Chacon glanced at the hard copy. Drake had been fingerprinted fifteen years ago. He wondered if she was still employed by the department. He reached for the three-ring binder that contained addresses and phone numbers of every federal, state, and local criminal justice agency in the state and paged through it until he found the listing for the regional office.
Chacon paused and thought about giving Molina the word first. But since Drake had been a probation and parole officer, the lieutenant would want to know a hell of a lot more than just the woman’s identity. He quashed the idea of calling Molina and dialed the number for the regional probation and parole office instead.
Sal Molina drove while Matt Chacon briefed him. Victoria Drake, age forty-three, had recently been promoted to a central-office job in the corrections department after serving as a probation and parole officer in Las Cruces and then as the manager of the regional office in Socorro. Divorced with one grown son serving in the armed forces, Drake had moved to Santa Fe less than a month ago and lived alone in a rented town house in a middle-class neighborhood off Rodeo Road.
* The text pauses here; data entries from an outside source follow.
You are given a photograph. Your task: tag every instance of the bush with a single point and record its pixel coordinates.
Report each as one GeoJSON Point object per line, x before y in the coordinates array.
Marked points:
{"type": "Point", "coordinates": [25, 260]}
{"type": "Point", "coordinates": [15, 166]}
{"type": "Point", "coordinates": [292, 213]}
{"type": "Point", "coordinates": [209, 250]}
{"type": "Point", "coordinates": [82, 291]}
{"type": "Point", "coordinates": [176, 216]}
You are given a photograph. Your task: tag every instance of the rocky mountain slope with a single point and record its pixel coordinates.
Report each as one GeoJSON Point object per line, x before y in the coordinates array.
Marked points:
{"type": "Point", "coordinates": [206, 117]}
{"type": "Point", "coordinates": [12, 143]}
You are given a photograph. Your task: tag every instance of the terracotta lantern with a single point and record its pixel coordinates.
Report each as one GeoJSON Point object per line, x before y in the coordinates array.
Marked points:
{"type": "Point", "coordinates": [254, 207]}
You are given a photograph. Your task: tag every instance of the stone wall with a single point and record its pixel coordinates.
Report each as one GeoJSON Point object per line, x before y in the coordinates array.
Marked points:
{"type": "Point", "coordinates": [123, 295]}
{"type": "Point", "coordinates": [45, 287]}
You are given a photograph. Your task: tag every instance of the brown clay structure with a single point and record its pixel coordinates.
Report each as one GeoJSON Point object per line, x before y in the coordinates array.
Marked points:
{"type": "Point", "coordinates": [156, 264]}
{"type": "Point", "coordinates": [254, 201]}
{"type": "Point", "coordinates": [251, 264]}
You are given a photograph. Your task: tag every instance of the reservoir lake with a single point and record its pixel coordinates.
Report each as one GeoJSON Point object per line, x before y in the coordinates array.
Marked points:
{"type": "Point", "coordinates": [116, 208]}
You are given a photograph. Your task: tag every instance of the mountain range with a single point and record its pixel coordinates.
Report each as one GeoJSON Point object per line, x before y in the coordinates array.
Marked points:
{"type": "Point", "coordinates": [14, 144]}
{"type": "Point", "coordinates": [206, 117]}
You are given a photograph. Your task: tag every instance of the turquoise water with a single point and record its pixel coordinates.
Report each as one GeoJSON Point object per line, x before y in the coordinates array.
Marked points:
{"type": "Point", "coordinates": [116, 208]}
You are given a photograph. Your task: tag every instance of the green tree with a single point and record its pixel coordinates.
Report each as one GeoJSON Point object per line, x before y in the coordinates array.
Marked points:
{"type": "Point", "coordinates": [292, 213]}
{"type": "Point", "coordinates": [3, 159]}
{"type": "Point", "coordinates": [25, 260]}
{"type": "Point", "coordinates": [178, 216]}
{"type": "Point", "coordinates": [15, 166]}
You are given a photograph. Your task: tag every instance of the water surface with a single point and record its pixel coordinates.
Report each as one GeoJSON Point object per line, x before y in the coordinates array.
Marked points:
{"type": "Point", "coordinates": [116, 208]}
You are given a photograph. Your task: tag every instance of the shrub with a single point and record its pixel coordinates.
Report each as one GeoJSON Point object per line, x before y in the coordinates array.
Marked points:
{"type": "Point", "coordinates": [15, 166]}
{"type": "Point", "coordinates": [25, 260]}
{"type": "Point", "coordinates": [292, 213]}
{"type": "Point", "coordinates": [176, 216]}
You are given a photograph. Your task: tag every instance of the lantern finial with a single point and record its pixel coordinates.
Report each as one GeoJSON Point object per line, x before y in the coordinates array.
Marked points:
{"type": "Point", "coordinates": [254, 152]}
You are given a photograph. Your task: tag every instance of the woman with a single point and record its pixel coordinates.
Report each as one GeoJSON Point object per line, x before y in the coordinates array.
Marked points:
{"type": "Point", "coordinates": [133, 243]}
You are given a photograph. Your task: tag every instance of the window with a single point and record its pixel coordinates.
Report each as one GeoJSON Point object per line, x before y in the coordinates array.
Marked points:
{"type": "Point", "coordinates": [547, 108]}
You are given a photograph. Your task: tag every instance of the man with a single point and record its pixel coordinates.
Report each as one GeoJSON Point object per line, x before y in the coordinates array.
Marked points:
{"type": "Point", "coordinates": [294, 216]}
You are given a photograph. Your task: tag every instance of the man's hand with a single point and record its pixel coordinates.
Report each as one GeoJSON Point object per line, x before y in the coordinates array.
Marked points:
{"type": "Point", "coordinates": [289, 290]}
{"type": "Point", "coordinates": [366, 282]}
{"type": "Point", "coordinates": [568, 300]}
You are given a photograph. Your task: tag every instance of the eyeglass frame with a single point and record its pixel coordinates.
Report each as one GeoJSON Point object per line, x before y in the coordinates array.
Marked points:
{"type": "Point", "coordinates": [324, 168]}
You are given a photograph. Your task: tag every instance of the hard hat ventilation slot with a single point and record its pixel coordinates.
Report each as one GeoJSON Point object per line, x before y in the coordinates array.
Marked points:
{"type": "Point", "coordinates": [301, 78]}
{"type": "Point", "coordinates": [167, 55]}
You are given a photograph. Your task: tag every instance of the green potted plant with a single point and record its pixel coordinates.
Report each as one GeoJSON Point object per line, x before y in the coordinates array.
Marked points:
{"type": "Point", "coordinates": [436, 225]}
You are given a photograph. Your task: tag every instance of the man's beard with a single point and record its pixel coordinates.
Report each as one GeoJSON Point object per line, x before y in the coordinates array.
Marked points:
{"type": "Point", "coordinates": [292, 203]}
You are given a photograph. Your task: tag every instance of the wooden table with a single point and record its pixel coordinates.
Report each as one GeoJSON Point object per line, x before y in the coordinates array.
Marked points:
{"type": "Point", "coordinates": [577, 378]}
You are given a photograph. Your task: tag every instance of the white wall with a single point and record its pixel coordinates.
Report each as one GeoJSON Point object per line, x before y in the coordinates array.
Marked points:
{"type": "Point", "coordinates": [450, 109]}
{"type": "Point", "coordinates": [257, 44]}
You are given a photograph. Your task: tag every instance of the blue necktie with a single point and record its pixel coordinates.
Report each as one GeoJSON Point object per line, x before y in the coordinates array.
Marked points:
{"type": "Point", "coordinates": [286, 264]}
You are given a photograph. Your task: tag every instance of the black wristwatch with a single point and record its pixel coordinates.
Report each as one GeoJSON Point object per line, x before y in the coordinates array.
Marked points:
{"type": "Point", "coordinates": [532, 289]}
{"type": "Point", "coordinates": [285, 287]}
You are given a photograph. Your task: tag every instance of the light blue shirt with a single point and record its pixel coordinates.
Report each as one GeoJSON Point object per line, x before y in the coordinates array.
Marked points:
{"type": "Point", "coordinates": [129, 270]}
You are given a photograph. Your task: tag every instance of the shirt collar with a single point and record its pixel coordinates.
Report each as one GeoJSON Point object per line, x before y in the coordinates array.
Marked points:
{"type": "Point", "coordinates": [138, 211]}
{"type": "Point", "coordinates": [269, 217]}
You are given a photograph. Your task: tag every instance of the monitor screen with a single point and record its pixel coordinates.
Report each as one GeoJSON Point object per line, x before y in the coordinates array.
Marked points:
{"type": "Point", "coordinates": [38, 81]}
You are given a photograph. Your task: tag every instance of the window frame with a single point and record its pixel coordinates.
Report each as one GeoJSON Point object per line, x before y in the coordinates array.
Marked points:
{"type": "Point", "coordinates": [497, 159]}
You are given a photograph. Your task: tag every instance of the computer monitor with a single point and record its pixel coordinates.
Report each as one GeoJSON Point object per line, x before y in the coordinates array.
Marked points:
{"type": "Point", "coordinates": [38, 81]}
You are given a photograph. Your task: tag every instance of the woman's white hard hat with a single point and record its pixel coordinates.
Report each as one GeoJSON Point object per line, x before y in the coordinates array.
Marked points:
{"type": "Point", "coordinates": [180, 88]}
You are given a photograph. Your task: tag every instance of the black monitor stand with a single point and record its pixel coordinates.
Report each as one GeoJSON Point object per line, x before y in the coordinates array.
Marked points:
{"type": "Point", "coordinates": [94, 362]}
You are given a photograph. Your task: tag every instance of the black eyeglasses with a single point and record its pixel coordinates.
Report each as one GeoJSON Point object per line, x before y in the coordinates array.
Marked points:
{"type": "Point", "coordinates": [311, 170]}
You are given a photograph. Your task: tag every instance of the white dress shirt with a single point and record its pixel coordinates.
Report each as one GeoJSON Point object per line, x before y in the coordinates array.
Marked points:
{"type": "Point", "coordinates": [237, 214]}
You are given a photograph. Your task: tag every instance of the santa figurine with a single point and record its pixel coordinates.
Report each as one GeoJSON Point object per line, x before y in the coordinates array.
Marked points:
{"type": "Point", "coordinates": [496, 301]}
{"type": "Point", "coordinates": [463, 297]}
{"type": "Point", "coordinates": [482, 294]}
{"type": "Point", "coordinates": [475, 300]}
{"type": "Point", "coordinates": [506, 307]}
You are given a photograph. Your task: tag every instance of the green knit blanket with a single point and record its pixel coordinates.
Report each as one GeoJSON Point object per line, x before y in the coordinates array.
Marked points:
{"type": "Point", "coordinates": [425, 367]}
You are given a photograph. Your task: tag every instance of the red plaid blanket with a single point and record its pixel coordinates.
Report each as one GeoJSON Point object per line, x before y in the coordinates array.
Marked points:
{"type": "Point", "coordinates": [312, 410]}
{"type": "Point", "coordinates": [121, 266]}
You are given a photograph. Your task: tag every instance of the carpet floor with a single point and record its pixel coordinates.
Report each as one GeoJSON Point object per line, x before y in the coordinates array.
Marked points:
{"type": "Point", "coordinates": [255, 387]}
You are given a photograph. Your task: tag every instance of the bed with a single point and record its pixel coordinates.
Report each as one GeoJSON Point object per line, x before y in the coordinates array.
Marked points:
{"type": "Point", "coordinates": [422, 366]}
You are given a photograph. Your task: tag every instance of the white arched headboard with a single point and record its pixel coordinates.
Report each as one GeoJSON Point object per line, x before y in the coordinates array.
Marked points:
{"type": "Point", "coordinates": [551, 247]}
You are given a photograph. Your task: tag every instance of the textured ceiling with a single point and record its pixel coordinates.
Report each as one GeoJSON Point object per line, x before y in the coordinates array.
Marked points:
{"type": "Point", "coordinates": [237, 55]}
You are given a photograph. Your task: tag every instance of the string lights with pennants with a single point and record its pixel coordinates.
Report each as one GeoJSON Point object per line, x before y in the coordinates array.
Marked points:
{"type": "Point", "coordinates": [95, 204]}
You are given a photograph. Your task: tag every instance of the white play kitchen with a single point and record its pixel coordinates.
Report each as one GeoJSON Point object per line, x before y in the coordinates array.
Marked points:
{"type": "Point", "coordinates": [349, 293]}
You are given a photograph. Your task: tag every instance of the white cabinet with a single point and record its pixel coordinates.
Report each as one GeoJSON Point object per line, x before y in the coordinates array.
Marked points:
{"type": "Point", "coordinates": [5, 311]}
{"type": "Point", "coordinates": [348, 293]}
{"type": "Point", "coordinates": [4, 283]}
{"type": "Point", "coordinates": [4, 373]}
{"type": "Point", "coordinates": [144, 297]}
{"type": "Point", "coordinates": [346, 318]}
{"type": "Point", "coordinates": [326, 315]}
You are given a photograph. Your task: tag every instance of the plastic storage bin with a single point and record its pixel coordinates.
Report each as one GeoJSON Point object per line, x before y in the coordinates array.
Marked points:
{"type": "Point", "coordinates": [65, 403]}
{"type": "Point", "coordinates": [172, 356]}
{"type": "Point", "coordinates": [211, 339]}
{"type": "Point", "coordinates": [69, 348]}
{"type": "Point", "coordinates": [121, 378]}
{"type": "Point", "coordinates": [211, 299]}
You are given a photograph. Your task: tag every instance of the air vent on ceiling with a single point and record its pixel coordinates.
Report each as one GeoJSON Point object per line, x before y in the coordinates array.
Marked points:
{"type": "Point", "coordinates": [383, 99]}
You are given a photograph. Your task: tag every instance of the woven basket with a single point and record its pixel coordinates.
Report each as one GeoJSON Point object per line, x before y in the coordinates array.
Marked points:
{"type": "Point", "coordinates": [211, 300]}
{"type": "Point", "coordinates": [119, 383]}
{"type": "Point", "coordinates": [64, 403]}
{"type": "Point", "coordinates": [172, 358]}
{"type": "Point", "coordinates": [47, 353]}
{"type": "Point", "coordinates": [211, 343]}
Molina thought it interesting that once again the compass pointed south. He wheeled into the subdivision with the crime scene techs following close behind. It was one of those developments with a homeowners association and restrictive building covenants that hadn’t existed in Santa Fe before the early seventies. Now they were sprinkled around the city and in several larger nearby bedroom communities in the county.
The streets were narrow curving lanes designed to create a tranquil feeling. The native landscaping in the common areas was the low-maintenance variety, with lots of carefully pruned piñon trees and gravel planting beds interspersed with artistically grouped boulders. The houses and town homes had been built in a standard cookie-cutter design, right down to the exterior plaster, trim paint, patio walls, walkways, and street-number signs outside each unit. Molina found it boring.
He barreled over the last speed bump, turned into Drake’s driveway, and parked behind a late-model imported sedan. “Let’s do a walk-around before we go inside,” he said to Chacon.
At the back of the unit, they found the gate to the patio ajar and the sliding glass and screen doors jimmied open. They entered the combination living and dining room, an open space with a corner beehive fireplace and a high ceiling of plank wood and beams. To the rear was a long counter that separated the space from a step-up galley kitchen.
Drake had arranged the furniture in the room but hadn’t finished unpacking from her move. Sealed cardboard boxes were stacked in a line under the counter, several framed posters leaned against a wall by the fireplace, crumpled newspaper littered the carpet, and knickknacks sat haphazardly on the dining table. It was impossible to tell if a struggle had taken place.
Molina scanned the stairs leading to a second-story landing that looked down on the living room and then dropped his gaze to the hallway off the kitchen that ended at the front door. “We’ll hold the techs outside until we do a visual search,” he said as he slipped on a pair of plastic gloves. “Take the upstairs and look around. See if the perp left us another love note.”
Chacon went upstairs and Molina started his tour by examining the sliding patio door, which showed tool marks on the jamb, probably made by a knife. The perp had picked the easiest, quietest, and quickest way to break into the house.
The galley kitchen was neat and clean. There was a kitty-litter box and food and water dishes on the tile floor, but no sign of a cat. In the small second bedroom off the adjacent hall, a computer and printer sat on a desk and three empty freestanding bookcases stood in the middle of the room surrounded by boxes of books. The linen closest in the guest bathroom at the end of the corridor held carefully folded towels. The tub was filled with empty cartons that had been broken down into bundles and tied with twine.
Molina entered the garage through a door perpendicular to the front entrance and hit the light switch with his elbow. Except for a large, cleared space in the center of the garage floor, it was filled with empty cardboard wardrobe boxes, trunks, lawn and garden tools, and miscellaneous pieces of furniture.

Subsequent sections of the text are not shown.